Mini-Cluster Part II : Node & Network Setup

In this part, I will explain how I installed and configured the Ubuntu Server OS (along with the necessary tools and libraries) and network settings in order to prepare each node for Hadoop and Spark.

I wrote this part as a memo for myself and also to help out beginners who are not comfortable with Ubuntu and networking. It can be useful as well for people who have some trouble specifically with the Minnowboard MAX.

If this doesn’t concern you, you may directly move on to the next part.

Contents

Installing Ubuntu

Here are the steps I followed to install Ubuntu Server on each MinnowBoard MAX.

First we need to create a Bootable drive from which to run the installer. Then it’s only following the installer’s instructions.
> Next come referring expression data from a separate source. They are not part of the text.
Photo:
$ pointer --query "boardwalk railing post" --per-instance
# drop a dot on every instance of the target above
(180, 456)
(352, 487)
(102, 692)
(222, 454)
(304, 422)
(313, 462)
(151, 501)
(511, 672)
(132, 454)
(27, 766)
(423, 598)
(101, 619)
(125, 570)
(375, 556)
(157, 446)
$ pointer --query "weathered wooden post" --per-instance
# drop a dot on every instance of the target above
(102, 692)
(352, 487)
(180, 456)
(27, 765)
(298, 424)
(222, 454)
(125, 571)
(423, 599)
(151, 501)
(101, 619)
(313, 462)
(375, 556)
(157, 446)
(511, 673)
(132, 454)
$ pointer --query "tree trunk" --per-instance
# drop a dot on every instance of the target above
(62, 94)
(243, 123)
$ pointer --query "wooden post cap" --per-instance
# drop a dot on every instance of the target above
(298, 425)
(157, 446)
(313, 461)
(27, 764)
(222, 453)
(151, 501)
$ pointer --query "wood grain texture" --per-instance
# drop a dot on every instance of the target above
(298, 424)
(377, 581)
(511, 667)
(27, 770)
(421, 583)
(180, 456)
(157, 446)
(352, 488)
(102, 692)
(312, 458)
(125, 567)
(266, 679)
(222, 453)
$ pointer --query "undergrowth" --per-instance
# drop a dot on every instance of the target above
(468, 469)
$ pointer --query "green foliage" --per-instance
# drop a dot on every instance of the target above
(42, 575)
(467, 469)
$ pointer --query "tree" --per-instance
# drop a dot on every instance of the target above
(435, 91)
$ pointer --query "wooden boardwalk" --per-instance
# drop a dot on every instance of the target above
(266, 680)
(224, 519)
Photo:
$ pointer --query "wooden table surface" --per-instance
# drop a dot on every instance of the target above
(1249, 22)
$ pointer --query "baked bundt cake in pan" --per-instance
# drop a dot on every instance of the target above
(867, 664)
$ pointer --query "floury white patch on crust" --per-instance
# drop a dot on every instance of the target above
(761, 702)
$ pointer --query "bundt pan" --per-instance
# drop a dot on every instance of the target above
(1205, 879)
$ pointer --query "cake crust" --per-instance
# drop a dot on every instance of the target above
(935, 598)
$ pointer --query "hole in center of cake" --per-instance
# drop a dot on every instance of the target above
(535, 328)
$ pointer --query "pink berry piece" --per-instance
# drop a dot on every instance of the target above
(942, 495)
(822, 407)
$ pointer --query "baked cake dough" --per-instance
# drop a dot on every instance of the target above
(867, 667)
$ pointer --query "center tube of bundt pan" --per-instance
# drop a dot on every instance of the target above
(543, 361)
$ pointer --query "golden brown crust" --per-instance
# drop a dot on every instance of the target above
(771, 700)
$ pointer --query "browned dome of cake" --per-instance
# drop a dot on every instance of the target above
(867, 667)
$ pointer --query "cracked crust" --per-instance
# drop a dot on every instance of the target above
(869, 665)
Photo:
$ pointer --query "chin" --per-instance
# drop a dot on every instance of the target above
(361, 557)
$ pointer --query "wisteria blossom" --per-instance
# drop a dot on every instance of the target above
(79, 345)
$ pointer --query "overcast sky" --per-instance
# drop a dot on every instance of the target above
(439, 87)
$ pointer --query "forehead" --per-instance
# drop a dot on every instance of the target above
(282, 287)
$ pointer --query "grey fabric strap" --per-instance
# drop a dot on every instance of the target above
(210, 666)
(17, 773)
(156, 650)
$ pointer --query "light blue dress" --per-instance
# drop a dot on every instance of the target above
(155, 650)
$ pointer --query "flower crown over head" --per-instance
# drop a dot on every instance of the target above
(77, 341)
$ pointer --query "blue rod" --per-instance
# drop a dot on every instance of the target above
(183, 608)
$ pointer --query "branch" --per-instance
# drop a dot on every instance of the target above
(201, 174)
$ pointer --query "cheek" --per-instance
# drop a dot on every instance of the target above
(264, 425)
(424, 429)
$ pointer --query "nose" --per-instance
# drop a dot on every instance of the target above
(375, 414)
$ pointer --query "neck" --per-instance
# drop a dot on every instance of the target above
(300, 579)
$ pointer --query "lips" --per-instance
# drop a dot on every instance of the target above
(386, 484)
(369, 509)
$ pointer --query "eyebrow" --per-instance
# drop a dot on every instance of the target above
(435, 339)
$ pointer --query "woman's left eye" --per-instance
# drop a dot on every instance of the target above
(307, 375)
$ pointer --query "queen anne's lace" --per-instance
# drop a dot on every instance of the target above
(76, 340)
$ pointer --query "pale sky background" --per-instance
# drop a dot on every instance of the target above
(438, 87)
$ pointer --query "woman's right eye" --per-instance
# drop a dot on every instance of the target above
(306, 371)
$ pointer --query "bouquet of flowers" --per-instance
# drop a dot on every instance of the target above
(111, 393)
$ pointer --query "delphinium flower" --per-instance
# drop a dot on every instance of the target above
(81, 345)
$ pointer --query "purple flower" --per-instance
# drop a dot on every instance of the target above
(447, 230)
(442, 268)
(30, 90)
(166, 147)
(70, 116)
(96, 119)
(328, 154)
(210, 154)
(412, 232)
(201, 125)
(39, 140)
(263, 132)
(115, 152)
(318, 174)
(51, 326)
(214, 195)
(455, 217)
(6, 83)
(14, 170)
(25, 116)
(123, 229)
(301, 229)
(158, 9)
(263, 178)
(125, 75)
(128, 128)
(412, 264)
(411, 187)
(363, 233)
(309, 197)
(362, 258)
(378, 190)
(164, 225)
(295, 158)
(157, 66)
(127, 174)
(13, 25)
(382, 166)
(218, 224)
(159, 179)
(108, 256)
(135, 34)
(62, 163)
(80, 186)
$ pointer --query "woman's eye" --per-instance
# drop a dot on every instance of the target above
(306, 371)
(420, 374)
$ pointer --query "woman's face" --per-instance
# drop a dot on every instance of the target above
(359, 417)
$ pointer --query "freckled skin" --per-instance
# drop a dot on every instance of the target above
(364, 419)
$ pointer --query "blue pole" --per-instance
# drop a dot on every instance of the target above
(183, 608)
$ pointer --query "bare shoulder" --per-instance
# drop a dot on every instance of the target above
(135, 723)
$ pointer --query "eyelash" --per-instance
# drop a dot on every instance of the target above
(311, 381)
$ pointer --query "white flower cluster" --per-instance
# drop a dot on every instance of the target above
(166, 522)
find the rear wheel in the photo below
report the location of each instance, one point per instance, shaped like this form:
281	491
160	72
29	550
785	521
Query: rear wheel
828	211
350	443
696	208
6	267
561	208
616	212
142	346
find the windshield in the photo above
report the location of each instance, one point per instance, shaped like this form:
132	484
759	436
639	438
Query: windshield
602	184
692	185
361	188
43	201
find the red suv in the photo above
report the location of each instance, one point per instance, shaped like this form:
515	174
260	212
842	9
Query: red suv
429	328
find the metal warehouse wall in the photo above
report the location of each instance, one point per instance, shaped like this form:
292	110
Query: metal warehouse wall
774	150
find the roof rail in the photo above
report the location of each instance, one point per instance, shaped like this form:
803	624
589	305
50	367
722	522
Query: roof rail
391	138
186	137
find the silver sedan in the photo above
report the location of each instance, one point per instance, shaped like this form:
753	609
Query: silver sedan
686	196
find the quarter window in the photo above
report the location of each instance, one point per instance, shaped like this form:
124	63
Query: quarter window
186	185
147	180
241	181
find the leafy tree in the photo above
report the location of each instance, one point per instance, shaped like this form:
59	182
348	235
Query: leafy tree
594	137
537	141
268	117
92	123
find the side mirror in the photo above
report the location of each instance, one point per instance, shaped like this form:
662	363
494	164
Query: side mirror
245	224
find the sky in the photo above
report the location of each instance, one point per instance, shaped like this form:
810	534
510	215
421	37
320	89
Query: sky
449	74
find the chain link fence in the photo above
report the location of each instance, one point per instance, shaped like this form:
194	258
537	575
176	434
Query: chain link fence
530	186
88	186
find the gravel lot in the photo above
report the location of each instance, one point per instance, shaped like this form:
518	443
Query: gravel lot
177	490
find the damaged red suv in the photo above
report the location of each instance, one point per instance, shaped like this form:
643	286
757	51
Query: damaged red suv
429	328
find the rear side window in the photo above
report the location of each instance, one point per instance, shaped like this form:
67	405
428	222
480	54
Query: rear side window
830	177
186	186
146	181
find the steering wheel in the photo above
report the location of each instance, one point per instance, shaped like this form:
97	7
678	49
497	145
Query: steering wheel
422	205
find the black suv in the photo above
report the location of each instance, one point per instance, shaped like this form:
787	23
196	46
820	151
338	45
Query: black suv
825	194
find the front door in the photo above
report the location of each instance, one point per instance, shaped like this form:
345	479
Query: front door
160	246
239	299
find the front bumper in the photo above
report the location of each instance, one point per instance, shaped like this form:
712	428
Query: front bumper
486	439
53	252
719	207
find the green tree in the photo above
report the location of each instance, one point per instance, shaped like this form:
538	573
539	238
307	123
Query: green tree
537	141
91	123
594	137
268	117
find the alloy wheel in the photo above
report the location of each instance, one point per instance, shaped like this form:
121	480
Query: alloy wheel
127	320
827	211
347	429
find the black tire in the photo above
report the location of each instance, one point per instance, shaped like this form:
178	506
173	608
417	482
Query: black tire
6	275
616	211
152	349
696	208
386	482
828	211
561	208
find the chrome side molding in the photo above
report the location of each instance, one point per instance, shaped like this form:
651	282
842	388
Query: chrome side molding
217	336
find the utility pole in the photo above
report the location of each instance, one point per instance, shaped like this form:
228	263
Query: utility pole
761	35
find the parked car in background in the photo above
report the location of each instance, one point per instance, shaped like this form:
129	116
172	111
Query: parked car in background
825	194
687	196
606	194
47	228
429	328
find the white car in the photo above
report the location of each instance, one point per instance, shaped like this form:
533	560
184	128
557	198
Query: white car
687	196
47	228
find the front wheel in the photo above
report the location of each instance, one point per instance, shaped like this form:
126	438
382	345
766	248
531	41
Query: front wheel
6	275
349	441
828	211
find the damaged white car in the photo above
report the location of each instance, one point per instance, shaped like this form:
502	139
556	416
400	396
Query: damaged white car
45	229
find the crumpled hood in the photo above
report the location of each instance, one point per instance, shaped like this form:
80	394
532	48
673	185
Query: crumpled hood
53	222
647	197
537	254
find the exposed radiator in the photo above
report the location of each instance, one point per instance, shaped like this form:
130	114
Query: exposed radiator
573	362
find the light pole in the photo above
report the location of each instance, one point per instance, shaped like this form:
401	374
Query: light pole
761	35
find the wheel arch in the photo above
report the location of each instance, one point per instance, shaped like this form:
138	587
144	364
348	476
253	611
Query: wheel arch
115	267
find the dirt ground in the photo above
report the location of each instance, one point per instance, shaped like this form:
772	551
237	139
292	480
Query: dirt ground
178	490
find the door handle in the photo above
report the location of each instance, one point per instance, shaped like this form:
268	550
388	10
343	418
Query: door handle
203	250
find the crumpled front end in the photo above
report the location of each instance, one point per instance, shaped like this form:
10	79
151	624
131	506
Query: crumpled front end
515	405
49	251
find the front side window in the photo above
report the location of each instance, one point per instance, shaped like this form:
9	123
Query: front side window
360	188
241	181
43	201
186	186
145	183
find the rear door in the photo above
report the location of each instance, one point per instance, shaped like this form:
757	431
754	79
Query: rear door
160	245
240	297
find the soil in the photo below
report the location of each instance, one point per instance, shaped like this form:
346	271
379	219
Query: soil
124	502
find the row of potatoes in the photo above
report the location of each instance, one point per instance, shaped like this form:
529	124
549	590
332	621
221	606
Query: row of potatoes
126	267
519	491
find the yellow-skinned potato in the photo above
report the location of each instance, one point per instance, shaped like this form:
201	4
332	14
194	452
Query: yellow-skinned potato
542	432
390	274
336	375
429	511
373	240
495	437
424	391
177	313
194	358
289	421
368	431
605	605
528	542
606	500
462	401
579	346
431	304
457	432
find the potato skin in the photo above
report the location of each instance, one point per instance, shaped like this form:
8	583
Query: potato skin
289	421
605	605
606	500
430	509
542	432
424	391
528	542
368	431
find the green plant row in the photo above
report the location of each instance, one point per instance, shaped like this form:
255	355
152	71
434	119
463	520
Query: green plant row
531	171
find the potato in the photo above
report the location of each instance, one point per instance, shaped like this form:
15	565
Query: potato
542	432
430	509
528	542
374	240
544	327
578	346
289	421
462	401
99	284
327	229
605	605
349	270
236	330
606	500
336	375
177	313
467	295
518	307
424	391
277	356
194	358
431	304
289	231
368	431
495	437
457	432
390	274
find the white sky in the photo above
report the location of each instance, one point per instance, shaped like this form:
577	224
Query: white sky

Creating a bootable Thumb Drive

Download the .iso file of Ubuntu Server 14.04 LTS on this page: http://www.ubuntu.com/download/server
Download “Universal USB Installer” from this page: http://www.pendrivelinux.com/universal-usb-installer-easy-as-1-2-3/
Plug an empty Thumb Drive (≥ 2 GB) to your computer and execute Universal USB Installer :
1. Select “Ubuntu Server Installer” for the distribution.
2. Select the .iso just recently downloaded in step 1.
3. Select the USB Thumb Drive where to create the installer.
4. Click Create.

Preparing the MinnowBoard

Before running the installation plugging in our Thumb Drive, there is a problem that needs to be solved. The MinnowBoard only has 2 USB ports (1 x USB 2.0 + 1 x USB 3.0). However we need at least 3 of them for this process.

So by buying a 4 x USB 2.0 hub, I got a total of 4 x USB 2.0 + 1 x USB 3.0, which enables me to plug the following devices :

External HDD (on the USB 3.0)
Bootable Thumb Drive (on the hub)
A USB Keyboard (on the hub)
Ubuntu Server is designed to use only a keyboard, but if you are running Ubuntu Desktop you might also want to plug in a mouse (on the hub)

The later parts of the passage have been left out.